No complete, enforceable and binding contract can be found in the correspondence and surrounding circumstances in which it was written. Implicit in the agreement to write off $500 (assuming but not deciding that being "agreeable" to such a writing off is an agreement to do so), is that it would be done in consideration of the payment of the remainder of the judgment. Otherwise there was no consideration for the agreement. It does not appear that the parties considered the election not to file a motion for a rehearing a consideration for the promise to write off the $500. There was no meeting of the minds of the attorneys, who were acting for their clients, as to the manner in which the judgment was to be paid. Ordinarily such payments are made by check to the attorney alone, or to the client alone, in which latter case the attorney could endorse for the client. If there could be any implied agreement in the circumstances as to how the judgment would be paid it would have to be in one of the above methods. The draft tendered was one suitable to cases where claims are settled without being reduced to judgments, in which event the insurance company or the insured has a right to insist on a receipt in full from the judgment creditor of the insured, releasing the insured from all claims arising from the incident giving rise to the cause of action. In this case a judgment was obtained. There was no claim for personal injury so there was no basis for the demand for a receipt and release from the judgment creditor. The attorney for Mr. Mangum was justified in refusing to accept the draft tendered and in demanding cash whether his doing so be considered reasonable or unreasonable.
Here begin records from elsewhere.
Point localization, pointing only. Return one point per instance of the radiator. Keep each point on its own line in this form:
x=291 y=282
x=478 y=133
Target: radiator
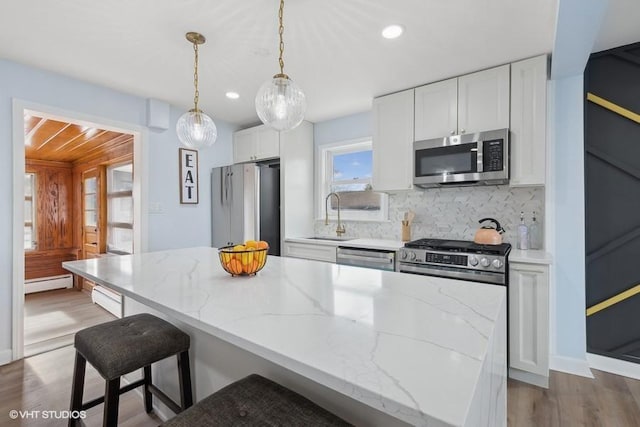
x=107 y=299
x=47 y=283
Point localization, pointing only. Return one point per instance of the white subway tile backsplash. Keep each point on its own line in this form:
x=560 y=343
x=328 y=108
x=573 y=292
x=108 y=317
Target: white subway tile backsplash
x=450 y=213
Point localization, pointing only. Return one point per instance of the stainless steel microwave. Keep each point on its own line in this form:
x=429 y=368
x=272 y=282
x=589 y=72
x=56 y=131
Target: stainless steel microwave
x=467 y=159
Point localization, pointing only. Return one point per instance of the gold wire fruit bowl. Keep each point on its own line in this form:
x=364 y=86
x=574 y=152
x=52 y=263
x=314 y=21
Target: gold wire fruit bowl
x=242 y=262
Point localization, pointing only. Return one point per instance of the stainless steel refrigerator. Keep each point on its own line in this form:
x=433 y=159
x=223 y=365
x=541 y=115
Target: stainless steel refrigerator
x=246 y=204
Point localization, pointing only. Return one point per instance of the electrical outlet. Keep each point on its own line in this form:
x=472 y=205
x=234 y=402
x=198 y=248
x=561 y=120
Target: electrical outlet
x=156 y=208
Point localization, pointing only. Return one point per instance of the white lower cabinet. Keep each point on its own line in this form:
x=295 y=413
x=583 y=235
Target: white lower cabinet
x=529 y=323
x=310 y=251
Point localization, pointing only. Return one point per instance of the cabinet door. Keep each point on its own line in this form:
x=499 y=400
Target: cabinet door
x=244 y=145
x=528 y=121
x=93 y=213
x=529 y=318
x=436 y=110
x=393 y=141
x=483 y=100
x=267 y=143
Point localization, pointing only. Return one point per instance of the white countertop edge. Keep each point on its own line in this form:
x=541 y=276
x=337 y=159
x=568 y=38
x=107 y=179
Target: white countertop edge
x=406 y=413
x=530 y=256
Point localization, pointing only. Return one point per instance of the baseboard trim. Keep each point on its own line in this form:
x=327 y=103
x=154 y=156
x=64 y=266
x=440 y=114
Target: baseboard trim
x=570 y=365
x=6 y=356
x=529 y=378
x=614 y=366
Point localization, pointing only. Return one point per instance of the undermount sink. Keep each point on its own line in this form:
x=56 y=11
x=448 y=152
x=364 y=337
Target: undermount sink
x=336 y=239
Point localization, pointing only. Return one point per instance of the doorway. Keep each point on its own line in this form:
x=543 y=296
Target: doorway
x=70 y=133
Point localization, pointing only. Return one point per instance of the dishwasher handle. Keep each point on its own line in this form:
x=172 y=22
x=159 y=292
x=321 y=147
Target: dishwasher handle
x=377 y=260
x=380 y=259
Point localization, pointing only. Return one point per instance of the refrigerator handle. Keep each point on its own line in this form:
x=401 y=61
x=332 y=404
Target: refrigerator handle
x=223 y=185
x=226 y=185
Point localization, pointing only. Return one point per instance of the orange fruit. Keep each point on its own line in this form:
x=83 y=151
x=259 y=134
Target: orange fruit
x=235 y=266
x=246 y=258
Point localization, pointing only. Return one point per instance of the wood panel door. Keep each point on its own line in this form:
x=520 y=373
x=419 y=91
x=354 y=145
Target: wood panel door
x=93 y=212
x=612 y=196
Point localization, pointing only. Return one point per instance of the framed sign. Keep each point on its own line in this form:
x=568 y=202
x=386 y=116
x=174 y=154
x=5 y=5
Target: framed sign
x=188 y=176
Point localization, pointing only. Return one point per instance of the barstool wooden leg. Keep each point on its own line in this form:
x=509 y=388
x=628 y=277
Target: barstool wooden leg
x=148 y=403
x=111 y=400
x=77 y=387
x=184 y=374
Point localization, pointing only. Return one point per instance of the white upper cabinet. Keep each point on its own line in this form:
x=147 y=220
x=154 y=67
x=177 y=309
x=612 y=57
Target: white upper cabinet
x=528 y=121
x=254 y=144
x=483 y=100
x=393 y=141
x=436 y=110
x=471 y=103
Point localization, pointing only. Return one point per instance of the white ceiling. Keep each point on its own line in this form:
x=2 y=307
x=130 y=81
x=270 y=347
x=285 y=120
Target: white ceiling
x=333 y=48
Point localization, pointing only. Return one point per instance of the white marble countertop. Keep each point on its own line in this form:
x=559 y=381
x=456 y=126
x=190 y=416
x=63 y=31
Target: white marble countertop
x=383 y=244
x=409 y=345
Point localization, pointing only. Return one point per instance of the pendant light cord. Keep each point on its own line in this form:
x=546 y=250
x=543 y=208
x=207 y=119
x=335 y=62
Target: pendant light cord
x=281 y=31
x=196 y=95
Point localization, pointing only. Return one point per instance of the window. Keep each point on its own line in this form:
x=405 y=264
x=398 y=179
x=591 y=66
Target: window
x=29 y=211
x=346 y=169
x=120 y=209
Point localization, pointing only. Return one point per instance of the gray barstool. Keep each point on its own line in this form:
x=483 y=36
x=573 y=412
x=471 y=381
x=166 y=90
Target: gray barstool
x=255 y=401
x=119 y=347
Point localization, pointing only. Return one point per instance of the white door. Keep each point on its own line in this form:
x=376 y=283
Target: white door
x=393 y=141
x=483 y=100
x=529 y=318
x=436 y=110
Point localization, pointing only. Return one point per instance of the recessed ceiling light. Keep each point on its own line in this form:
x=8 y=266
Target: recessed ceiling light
x=392 y=31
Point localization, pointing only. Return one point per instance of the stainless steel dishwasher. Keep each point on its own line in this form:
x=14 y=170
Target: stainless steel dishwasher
x=361 y=257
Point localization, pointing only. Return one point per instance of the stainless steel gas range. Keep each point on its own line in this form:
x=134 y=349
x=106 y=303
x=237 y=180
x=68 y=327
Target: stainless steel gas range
x=456 y=259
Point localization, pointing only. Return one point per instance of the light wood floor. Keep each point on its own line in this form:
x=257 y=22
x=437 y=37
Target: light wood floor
x=51 y=318
x=43 y=382
x=606 y=401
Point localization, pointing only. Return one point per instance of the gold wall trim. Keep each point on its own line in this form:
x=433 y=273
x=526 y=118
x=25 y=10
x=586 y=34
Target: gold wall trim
x=613 y=300
x=613 y=107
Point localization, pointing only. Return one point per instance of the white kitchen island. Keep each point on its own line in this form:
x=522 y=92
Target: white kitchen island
x=374 y=347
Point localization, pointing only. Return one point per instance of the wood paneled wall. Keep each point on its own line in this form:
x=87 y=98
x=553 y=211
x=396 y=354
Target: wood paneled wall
x=54 y=199
x=123 y=154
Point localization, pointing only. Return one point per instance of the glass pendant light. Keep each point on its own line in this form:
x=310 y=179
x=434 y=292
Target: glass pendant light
x=194 y=128
x=280 y=103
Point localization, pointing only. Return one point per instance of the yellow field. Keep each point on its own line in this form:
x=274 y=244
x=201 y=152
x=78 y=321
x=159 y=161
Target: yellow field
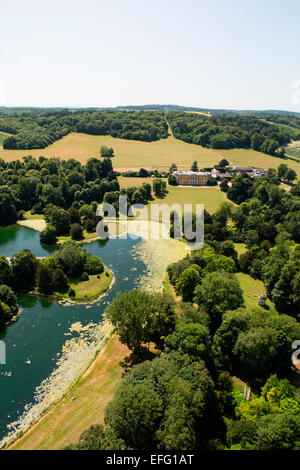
x=210 y=196
x=135 y=154
x=82 y=406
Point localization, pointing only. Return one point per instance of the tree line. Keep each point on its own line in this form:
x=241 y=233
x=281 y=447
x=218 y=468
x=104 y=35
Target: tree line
x=32 y=130
x=229 y=131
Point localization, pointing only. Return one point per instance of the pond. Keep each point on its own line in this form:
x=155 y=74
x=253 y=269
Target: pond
x=37 y=344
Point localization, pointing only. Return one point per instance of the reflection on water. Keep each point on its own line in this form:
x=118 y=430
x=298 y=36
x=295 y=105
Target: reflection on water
x=45 y=352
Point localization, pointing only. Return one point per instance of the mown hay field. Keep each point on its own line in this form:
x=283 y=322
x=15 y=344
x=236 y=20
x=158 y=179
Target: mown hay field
x=151 y=155
x=82 y=406
x=210 y=196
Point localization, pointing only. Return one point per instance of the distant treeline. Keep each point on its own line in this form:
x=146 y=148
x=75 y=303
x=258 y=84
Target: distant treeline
x=225 y=132
x=33 y=130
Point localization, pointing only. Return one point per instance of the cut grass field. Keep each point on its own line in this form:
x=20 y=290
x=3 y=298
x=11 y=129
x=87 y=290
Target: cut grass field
x=93 y=287
x=64 y=423
x=210 y=196
x=151 y=155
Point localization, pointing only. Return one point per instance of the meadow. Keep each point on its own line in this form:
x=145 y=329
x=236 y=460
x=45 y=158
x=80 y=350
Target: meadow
x=210 y=196
x=3 y=136
x=150 y=155
x=82 y=406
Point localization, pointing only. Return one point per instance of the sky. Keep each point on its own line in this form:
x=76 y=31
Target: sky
x=233 y=54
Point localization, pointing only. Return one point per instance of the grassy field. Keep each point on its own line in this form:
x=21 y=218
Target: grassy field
x=252 y=288
x=82 y=406
x=3 y=136
x=135 y=154
x=93 y=287
x=210 y=196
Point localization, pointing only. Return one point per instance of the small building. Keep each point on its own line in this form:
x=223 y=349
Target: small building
x=242 y=170
x=218 y=174
x=192 y=178
x=262 y=300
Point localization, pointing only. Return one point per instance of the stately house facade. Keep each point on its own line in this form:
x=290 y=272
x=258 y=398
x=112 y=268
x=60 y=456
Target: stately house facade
x=192 y=178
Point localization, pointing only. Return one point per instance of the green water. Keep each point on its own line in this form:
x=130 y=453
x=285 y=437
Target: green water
x=35 y=341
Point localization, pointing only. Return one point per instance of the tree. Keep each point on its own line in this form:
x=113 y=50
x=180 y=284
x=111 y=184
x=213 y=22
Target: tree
x=5 y=271
x=76 y=232
x=59 y=219
x=217 y=293
x=290 y=175
x=134 y=415
x=187 y=282
x=223 y=163
x=191 y=339
x=143 y=173
x=159 y=187
x=130 y=313
x=278 y=432
x=140 y=317
x=172 y=180
x=281 y=171
x=44 y=278
x=254 y=344
x=93 y=265
x=60 y=280
x=8 y=213
x=106 y=151
x=71 y=259
x=74 y=216
x=224 y=186
x=24 y=266
x=48 y=235
x=8 y=297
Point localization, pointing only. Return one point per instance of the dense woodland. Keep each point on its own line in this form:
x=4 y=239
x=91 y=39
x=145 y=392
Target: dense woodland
x=34 y=130
x=65 y=192
x=181 y=394
x=229 y=131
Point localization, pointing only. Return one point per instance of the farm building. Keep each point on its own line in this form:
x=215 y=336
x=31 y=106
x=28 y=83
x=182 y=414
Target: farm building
x=192 y=178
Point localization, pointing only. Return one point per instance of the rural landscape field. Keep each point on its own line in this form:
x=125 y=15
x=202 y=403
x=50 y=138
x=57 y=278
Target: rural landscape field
x=150 y=155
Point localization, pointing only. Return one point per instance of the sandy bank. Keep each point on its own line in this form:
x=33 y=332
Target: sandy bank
x=35 y=224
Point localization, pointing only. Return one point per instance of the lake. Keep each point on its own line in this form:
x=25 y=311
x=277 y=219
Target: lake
x=39 y=343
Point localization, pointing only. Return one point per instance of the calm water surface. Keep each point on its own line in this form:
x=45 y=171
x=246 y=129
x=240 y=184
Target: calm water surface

The contention that Mangum is precluded from contending that the write-off was not effected because he precluded the other party from filing a motion for a rehearing is without merit because after the draft tendered was declined and returned the insurer had ten days in which to pay the judgment in cash and assure the writing off of the punitive damages. This it chose not to do. Hence the present appeal.
The court erred in writing off the punitive damages and in ending the case.
Fulcher, Fulcher, Hagler & Harper, Gould B. Hagler, contra.
Randall Evans, Jr., for plaintiff in error.
DECIDED OCTOBER 2, 1963 -- REHEARING DENIED OCTOBER 23, 1963.